Now this time, B knows it is in the wrong place, and asks one of its comrades at random for a hint.  I’ll toss a coin… C.  So B now jumps to the same position C is in, to continue its search next time. (Only we know that this is a bit of a dead end, but Shhh!! Don’t tell the agents!).  A will look at pos 3, B at 1 and C at 0

 

A: looking for a K, found an O – becomes inactive

B: looking for an O, found an O

C: looking for an L, but found an O – becomes inactive.

 

Now the system has a bit of a problem in a silly case like this one, because now all of the agents will jump to B’s location (30).  They only have a 1 in four chance of being active, but as long as one of them is, they will stay in place.  Whilst they have not actually found the right spot, they are not far off.

 

If you have many, many agents, there is obviously a better chance that one will land on the right spot, and of course, once there will always be active.  If others find good but not perfect spots, such as the G of GOOD, they will have a 50% chance of staying active each turn.  It should be fairly obvious that the agents will tend to cluster around the right areas.

 

And it really does work – it is a surprisingly fast search algorithm which also happens to be naturally very well suited to parallel processing.  The more processors you can chuck at this baby, the faster, and more reliably, it will find the solutions.

 

I suspect (but confess I haven’t checked yet) that there are some possible optimisations to this basic framework – these may have already been described in the literature.  The most obvious three, to me are:

  Allow the local search to work in both directions from the chosen location.  Negative offsets will look backwards through feature space, and a 0 offset will have to check for both the 0^th element and the last element.

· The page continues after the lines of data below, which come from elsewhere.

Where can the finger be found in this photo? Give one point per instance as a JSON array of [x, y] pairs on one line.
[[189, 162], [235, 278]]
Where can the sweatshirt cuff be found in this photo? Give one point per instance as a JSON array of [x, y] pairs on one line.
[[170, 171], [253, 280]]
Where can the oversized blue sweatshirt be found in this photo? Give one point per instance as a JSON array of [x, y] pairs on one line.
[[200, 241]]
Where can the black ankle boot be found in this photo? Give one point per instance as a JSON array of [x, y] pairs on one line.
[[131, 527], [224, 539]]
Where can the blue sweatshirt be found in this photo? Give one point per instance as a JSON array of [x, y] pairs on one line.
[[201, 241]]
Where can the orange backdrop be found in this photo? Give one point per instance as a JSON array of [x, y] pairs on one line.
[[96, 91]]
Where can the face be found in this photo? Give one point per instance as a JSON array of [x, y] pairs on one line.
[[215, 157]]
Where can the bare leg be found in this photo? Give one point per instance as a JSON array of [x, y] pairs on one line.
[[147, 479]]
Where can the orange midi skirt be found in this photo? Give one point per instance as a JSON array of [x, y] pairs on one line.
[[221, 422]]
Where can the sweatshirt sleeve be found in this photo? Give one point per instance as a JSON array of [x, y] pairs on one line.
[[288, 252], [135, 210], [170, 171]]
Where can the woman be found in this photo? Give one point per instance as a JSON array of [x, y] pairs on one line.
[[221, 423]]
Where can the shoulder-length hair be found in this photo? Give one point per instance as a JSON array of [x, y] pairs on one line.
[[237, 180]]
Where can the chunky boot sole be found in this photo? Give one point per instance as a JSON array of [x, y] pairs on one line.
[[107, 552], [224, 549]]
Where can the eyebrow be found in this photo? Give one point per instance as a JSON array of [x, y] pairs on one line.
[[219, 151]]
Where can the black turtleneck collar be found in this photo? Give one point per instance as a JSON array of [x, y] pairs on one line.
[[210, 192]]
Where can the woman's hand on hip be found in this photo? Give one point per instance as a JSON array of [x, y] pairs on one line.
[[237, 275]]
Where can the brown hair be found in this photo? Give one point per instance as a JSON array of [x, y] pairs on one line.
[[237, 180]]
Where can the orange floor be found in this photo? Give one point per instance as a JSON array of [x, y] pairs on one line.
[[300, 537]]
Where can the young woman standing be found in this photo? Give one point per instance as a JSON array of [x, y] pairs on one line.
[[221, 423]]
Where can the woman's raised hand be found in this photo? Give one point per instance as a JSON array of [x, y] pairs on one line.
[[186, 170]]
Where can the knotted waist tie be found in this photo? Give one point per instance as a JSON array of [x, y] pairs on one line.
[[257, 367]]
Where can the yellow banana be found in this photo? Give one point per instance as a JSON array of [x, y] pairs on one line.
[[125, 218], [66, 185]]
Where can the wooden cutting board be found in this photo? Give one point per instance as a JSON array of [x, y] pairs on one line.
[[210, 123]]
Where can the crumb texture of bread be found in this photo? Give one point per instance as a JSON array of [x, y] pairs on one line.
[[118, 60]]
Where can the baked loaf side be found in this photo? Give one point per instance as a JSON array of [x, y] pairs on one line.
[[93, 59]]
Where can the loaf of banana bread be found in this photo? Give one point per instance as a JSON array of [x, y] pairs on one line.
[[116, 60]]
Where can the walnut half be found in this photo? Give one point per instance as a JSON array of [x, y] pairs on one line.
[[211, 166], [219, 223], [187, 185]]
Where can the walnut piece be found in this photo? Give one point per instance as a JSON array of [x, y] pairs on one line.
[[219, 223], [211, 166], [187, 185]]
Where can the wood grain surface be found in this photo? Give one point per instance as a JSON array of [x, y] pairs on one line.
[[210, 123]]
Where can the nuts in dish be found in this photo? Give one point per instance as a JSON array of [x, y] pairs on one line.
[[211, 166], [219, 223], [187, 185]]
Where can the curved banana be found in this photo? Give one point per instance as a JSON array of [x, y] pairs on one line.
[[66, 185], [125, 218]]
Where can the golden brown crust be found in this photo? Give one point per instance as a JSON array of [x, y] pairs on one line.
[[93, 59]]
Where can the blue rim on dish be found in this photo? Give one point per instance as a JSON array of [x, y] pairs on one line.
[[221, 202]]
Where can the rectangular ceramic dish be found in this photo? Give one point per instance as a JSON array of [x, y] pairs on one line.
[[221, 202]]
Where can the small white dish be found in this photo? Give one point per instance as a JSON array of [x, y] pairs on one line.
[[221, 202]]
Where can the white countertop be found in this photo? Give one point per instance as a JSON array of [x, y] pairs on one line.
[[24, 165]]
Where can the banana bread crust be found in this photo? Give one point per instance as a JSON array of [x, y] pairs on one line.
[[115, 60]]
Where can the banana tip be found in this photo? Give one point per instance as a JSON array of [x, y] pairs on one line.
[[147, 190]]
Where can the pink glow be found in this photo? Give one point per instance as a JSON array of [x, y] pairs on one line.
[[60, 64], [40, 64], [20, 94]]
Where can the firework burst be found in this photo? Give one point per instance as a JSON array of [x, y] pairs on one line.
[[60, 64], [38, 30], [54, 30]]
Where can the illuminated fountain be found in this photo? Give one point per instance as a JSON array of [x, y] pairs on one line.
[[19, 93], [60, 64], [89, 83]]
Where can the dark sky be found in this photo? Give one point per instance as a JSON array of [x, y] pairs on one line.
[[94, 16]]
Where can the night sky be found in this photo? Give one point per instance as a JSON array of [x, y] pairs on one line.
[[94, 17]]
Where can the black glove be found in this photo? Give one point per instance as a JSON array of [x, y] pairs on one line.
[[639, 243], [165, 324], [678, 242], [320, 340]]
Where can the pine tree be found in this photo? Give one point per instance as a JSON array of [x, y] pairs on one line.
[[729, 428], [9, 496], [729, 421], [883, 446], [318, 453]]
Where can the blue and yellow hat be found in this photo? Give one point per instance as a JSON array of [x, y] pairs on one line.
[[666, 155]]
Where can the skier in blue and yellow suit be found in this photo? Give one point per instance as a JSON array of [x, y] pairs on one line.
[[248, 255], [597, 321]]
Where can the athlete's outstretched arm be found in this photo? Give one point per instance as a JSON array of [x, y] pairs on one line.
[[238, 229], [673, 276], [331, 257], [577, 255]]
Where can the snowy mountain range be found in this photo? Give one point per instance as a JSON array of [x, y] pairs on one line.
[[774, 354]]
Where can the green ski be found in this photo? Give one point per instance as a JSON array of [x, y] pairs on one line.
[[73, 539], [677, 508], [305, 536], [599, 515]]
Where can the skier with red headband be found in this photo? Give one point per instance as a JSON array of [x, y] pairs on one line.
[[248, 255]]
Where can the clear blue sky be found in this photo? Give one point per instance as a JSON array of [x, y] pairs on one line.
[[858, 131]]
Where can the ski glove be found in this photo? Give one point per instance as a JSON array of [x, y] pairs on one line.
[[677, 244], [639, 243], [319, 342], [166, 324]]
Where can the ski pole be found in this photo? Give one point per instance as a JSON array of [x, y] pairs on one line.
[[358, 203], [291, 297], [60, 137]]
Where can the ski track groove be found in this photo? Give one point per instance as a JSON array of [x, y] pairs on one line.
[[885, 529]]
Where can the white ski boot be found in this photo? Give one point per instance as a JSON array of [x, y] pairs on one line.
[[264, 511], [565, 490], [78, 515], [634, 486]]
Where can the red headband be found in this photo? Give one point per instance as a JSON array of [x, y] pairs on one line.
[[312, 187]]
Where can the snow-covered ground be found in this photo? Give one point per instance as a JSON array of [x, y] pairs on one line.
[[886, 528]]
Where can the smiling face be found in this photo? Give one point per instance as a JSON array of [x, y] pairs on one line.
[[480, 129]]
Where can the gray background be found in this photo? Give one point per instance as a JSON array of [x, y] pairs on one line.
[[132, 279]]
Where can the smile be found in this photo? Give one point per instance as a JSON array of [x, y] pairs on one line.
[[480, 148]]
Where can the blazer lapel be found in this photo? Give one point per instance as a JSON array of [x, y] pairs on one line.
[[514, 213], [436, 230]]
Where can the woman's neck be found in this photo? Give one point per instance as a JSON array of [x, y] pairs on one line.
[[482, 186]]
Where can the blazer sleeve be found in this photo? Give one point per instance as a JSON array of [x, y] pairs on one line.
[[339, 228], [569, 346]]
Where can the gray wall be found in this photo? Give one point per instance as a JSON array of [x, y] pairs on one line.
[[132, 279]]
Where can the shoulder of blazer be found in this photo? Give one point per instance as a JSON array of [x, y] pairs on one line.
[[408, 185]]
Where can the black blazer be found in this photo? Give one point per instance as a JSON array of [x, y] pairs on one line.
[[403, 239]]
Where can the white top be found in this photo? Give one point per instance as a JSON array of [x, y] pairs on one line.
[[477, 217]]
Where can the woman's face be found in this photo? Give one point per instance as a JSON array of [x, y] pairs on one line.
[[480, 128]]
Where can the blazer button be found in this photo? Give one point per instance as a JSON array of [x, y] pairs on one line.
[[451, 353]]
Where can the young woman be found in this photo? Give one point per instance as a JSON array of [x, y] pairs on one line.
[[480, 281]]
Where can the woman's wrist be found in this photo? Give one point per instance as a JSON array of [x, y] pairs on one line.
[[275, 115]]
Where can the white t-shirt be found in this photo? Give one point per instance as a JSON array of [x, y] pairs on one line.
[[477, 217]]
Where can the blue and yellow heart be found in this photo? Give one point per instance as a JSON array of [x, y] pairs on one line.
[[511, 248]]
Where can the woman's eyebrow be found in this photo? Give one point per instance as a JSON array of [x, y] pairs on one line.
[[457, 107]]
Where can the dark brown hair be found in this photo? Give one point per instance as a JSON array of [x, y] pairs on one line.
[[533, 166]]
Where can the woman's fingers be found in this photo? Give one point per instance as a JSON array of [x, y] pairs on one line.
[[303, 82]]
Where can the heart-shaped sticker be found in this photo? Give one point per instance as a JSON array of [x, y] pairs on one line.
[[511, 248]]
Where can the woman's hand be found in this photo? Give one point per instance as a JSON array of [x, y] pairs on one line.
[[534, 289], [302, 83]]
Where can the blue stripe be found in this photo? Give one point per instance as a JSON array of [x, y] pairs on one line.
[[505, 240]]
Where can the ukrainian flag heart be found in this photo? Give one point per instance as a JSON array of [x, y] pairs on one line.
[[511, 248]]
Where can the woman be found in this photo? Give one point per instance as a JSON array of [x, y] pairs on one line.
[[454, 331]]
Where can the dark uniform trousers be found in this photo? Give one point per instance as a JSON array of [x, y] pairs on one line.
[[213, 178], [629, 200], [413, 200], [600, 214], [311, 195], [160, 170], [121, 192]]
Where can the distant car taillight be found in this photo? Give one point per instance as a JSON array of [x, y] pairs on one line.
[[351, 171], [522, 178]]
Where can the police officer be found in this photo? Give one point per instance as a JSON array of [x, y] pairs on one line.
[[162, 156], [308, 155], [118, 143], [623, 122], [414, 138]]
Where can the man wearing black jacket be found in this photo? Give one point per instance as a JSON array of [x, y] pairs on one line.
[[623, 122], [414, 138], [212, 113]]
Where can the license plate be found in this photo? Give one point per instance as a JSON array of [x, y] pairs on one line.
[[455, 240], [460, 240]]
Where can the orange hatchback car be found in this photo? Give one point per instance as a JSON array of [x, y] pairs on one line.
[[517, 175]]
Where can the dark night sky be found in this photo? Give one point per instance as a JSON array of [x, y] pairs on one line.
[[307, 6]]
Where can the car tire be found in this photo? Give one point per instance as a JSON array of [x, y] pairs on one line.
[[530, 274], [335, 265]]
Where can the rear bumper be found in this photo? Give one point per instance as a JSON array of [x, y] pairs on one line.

  When an agent gets its new location from an active agent, allow it to land nearby if there are already a certain number of agents in one spot.  If the search space had a lot of repeated elements (say “aaaaaaaaaah”) and the required string also had a similar high frequency of a particular element (“hahahahahahahahahah”), then there is an unpleasantly high chance of getting false matching.  Allowing agents to miss by a fraction would, I believe, help reduce the risk of this.

  If you have a certain number of agents in one place, remaining active for a reasonable number of turns, check if they are really on the solution.  Of course, if an exact match doesn’t appear in the search space you don’t want to lose the close match you have found, as it may be the best you can do, but you probably also want to make sure some agents are still out there exploring (actually, I seem to remember something similar to this in the method… I really should check!)

 

Anyway, that is a brief introduction, by means of an example which fails to find the solution in the number of iterations I am prepared to type out, of Stochastic Diffusion Search.  It is certainly something I am exploring further at the moment.